Nueve años buscó Blimunda. Empezó contando las estaciones, luego les perdió el sentido. En los primeros tiempos calculaba las leguas que andaba por día, cuatro, cinco, a veces seis, pero luego se le confundieron los números, pronto no tuvieron significado el tiempo y el espacio, todo se medía en mañana, tarde, noche, lluvia, solanera, granizo, niebla, nublado, camino bueno, camino malo, cuesta de subir, cuesta de bajar, llanura, montaña, playa de mar, ribera de río, y rostros, millares y millares de rostros, rostros sin
número que los dijese, cuántas veces más que los que en Mafra se habían juntado, y, entre los rostros, los de las mujeres para las preguntas, los de los hombres para ver si en ellos estaba la respuesta, y de éstos ni los muy jóvenes ni los muy viejos, alguien de cuarenta y cinco años cuando lo dejamos en la ladera del Monte Junto, cuando subió a los aires, para saber la edad que va teniendo basta añadirle un año cada vez, por cada mes tantas arrugas, por cada día tantos cabellos blancos. Cuántas veces imaginó Blimunda que estando sentada en la plaza de un pueblo, pidiendo limosna, se acercaría un hombre que en vez de dinero o pan le tendía un gancho de hierro, y ella metería la mano en la alforja y de allá sacaría un espigón de la misma forja, señal de su constancia y guarda, Así te encuentro, Blimunda, Así te encuentro, Baltasar, Por dónde anduviste todos estos años, qué casos y miserias te ocurrieron, Háblame primero de ti, tú eres quien ha estado perdido, Te voy a contar, y se quedarían hablando hasta el fin de los tiempos.
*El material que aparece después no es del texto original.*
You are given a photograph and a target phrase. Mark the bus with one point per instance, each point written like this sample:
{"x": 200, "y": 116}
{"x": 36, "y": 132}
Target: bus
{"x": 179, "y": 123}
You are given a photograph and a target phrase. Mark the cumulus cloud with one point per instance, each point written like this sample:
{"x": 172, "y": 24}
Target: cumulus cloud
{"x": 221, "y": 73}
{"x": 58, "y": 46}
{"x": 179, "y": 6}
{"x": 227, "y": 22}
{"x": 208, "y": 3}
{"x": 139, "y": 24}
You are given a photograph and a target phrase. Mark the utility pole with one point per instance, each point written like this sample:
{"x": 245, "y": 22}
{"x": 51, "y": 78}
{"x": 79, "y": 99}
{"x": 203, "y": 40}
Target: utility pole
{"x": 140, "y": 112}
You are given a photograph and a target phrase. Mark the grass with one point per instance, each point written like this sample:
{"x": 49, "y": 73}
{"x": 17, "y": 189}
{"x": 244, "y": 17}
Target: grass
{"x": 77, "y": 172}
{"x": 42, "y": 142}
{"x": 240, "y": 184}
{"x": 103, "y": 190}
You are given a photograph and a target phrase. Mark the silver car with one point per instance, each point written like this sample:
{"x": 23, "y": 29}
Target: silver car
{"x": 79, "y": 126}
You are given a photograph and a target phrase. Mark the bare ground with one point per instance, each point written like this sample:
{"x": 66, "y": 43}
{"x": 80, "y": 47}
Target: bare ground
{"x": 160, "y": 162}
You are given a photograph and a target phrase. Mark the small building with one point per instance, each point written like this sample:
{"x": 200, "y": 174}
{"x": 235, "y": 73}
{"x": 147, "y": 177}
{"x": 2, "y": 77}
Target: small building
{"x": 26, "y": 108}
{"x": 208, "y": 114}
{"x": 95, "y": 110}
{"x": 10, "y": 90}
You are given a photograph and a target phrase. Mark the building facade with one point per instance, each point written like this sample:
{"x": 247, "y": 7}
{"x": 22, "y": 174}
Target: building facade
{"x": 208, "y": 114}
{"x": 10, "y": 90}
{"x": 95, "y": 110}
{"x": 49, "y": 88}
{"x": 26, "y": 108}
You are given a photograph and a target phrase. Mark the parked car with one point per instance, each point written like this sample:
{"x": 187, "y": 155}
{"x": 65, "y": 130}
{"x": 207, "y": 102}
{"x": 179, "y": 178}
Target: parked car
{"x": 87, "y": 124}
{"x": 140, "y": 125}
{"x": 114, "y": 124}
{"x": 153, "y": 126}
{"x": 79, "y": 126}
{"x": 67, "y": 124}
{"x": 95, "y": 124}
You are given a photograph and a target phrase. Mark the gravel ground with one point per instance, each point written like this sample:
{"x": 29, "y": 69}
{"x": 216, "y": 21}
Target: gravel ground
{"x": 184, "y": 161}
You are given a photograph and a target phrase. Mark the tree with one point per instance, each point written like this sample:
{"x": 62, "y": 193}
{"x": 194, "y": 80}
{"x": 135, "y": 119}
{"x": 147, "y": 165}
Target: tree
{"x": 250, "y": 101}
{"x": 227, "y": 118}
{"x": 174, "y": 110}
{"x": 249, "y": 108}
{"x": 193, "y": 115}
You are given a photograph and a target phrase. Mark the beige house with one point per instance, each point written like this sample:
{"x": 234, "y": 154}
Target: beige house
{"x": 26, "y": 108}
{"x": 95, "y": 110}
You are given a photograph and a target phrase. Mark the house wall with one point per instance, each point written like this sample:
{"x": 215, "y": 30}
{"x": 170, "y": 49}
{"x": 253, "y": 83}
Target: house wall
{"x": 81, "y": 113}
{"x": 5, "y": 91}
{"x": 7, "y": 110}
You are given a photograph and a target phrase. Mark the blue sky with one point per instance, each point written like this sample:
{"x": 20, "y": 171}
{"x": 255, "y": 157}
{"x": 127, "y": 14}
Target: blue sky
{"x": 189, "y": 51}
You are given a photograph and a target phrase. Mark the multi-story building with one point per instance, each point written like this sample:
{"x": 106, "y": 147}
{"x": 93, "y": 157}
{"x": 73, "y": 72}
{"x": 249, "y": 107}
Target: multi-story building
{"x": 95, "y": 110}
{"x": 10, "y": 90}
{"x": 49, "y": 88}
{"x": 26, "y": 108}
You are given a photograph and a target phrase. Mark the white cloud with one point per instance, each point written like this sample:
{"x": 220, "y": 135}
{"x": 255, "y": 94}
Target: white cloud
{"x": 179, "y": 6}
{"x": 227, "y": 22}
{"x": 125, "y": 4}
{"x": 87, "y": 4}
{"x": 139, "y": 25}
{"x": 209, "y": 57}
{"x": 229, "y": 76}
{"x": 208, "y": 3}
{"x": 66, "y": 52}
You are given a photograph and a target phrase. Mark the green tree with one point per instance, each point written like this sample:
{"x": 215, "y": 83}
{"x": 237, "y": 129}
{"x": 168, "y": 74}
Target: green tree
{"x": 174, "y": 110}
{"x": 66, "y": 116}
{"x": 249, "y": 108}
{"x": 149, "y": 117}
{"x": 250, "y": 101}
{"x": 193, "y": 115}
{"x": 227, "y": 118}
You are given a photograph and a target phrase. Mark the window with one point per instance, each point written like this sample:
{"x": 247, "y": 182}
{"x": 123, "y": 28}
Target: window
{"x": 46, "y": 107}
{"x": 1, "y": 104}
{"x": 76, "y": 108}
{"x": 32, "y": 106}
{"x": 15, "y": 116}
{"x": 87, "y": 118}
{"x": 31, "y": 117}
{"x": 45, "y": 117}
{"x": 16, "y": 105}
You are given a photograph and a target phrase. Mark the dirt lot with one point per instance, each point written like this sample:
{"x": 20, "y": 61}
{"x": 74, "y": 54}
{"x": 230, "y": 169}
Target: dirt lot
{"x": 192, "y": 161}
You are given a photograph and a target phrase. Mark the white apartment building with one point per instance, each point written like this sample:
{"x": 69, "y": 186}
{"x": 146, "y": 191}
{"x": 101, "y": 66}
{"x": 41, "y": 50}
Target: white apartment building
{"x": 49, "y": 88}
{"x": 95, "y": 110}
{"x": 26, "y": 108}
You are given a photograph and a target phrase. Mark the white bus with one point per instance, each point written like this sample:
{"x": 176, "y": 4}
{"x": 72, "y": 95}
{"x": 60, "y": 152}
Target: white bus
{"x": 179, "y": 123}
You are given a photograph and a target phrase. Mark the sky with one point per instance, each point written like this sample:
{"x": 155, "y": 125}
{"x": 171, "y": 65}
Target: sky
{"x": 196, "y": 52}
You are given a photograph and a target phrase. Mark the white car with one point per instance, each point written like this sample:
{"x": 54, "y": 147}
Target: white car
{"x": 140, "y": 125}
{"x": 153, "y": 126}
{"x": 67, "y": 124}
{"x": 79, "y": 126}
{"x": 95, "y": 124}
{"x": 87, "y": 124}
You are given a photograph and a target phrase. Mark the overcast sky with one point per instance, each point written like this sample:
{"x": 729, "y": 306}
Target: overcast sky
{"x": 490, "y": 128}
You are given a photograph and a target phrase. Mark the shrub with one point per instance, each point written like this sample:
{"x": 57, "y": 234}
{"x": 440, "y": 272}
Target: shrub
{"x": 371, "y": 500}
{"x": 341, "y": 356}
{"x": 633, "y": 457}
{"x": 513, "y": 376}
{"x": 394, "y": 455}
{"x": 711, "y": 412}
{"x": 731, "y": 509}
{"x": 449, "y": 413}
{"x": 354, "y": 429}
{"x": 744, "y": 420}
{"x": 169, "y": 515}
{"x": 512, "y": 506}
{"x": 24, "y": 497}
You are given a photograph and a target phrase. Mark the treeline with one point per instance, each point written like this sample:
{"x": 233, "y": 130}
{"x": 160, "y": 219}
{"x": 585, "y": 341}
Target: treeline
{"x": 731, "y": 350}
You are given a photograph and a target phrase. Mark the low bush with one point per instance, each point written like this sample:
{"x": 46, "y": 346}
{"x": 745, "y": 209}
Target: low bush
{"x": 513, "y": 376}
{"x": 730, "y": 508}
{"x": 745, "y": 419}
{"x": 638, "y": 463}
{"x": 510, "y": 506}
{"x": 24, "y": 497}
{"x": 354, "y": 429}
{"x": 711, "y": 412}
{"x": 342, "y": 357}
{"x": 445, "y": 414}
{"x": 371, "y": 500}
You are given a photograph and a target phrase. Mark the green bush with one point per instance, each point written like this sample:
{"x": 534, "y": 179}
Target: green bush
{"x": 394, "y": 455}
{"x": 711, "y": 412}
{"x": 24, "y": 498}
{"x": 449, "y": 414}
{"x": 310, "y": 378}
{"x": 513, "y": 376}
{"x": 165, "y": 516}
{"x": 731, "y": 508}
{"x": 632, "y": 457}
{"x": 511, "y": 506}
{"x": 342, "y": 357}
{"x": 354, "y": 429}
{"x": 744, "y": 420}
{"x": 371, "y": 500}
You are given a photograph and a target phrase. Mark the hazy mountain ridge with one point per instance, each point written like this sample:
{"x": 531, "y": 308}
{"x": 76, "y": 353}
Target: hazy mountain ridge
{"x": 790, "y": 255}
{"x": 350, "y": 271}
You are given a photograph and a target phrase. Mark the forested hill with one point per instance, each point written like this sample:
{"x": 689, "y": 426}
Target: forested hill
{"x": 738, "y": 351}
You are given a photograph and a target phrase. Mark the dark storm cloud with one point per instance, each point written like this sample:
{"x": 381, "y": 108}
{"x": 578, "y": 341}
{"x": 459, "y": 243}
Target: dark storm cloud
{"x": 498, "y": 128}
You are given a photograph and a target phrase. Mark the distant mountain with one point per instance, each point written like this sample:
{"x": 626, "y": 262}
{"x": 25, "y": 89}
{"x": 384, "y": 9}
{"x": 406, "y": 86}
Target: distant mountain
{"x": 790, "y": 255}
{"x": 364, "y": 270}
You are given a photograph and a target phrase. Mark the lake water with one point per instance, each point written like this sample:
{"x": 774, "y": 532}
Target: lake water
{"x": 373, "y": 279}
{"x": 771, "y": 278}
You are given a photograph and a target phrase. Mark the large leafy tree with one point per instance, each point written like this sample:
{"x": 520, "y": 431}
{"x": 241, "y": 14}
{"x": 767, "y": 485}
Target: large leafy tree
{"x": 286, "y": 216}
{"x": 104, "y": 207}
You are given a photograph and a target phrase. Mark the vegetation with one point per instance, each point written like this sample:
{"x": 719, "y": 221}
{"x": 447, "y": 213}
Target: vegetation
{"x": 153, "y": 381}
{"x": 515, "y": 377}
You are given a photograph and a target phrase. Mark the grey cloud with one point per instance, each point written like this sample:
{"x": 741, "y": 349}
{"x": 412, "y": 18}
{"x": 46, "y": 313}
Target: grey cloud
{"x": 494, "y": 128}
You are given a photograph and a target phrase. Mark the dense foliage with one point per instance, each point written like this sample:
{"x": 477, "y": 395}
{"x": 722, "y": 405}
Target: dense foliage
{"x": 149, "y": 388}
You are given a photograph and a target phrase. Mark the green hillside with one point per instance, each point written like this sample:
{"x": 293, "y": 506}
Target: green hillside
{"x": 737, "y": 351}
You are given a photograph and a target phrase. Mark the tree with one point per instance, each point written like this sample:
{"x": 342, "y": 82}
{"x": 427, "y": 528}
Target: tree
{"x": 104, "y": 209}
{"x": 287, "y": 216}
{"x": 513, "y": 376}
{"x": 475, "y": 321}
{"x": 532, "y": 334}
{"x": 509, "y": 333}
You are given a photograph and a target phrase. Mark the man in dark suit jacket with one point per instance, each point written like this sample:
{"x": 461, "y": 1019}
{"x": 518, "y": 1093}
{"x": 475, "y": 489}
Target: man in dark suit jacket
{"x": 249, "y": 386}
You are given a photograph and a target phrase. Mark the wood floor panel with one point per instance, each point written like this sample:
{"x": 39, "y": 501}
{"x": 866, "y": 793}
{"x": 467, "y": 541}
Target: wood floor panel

Millares de leguas anduvo Blimunda, casi siempre descalza. La planta de sus pies quedó callosa, hendida como corcho. Portugal entero estuvo bajo estos pasos, algunas veces atravesó la raya de España porque no veía en el suelo señal que separase la tierra de allá y la de aquí, sólo oía hablar otra lengua, y se volvía atrás. En dos años, fue de las playas y de los cantiles del océano hasta la frontera, después empezó a buscar por otros lugares, por otros caminos, y andando y buscando descubrió qué pequeño era el país donde nació, Aquí ya he estado, por aquí ya pasé, y daba con rostros que reconocía, No se acuerda de mí, me llaman la Voladora, Ah, claro que me acuerdo, ha encontrado ya al hombre que buscaba, A mi marido, Sí, a ése, No, no lo he encontrado, Pobrecilla, No sabe si ha aparecido por aquí después de haber pasado yo, No, no ha aparecido, ni nunca he oído hablar de él por estos alrededores, Entonces, me voy, hasta otro día, Buen viaje, Si lo encuentro.
Lo encontró. Seis veces había pasado por Lisboa, ésta era la séptima. Venía del sur, de la parte de Pegões. Cruzó el río, casi de noche, en la última barca que aprovechó la marea. Llevaba casi veinticuatro horas sin comer. Tenía algún pan en la alforja, pero, cada vez que iba a llevárselo a la boca, parecía que en su mano se posaba otra, y una voz le decía, No comas, que ha llegado el tiempo. Bajo las aguas oscuras del río veía pasar los peces a gran profundidad, cardúmenes de cristal y plata, largos dorsos escamosos o lisos. La luz interior de las casas se filtraba por las paredes, difusa como un faro en la niebla. Entró por la Rua Nova dos Ferros, dobló a la derecha en la iglesia de Nuestra Señora da Oliveira, en dirección al Rossío, repetía un itinerario de hacía veintiocho años. Caminaba entre fantasmas, entre neblina, que eran personas. Mezclado con mil hedores de la ciudad, la brisa nocturna le trajo el de carne quemada. Había una multitud en Santo Domingo, antorchas, humo negro, hogueras. Se abrió paso, llegó hasta las primeras filas, Quiénes son, preguntó a una mujer que llevaba un chiquillo en brazos, Sé de tres, aquél de allá y la chica, son padre e hija, están aquí por culpas de judaísmo, y el otro, el de la punta, es uno que hacía comedias de fantoches y se llamaba Antonio José da Silva *, de los otros no he oído hablar.